I want to replace the string "a" for an array of Strings making .contains() to check for every String in the array. Is that possible?
val filtered = stream.flatMap(status => status.getText.split(" ").filter(_.contains("a")))
Edit:
Also tried this (sc is sparkContext):
val ssc = new StreamingContext(sc, Seconds(15))
val stream = TwitterUtils.createStream(ssc, None)
val filtered = stream.flatMap(status => status.getText.split(" ").filter(a.contains(_)))
And got the following error:
java.io.NotSerializableException: Object of org.apache.spark.streaming.twitter.TwitterInputDStream is being serialized possibly as a part of closure of an RDD operation. This is because the DStream object is being referred to from within the closure. Please rewrite the RDD operation inside this DStream to avoid this. This has been enforced to avoid bloating of Spark tasks with unnecessary objects.

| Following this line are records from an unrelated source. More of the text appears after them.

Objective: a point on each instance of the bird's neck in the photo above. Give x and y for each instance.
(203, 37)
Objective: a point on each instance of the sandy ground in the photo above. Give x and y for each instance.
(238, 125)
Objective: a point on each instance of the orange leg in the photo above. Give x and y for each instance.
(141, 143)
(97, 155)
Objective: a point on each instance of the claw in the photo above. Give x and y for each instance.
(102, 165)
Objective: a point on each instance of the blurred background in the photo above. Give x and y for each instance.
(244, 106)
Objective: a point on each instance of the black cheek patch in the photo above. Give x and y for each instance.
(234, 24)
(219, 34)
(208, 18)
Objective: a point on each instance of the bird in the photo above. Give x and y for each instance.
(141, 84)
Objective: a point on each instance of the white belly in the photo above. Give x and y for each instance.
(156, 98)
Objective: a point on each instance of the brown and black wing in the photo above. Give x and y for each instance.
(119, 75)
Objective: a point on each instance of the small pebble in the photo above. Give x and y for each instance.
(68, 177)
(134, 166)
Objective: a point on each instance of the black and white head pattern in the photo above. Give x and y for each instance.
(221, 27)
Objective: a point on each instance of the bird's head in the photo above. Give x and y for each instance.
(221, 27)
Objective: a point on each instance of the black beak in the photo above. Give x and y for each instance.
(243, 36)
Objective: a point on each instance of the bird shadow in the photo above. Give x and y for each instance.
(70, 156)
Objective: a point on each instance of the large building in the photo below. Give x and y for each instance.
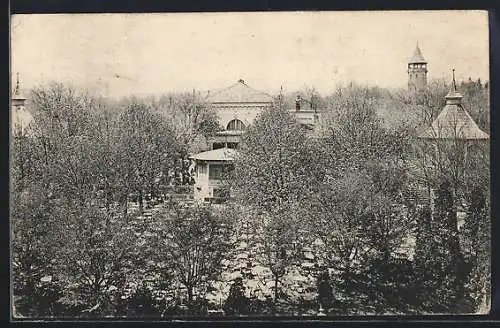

Then I tried to broadcast the array before it is used:
val aBroadcast = sc.broadcast(a)
val filtered = stream.flatMap(status => status.getText.split(" ").filter(aBroadcast.value.contains(_)))
And got the same error.
Thanks
As I understand the question you want to see if the status text after being split contains a list of words which is a subset of a
:
val a = Array("a1", "a2")
val filtered = stream.flatMap(status => status.getText.split(" ").filter(_.forall(a contains))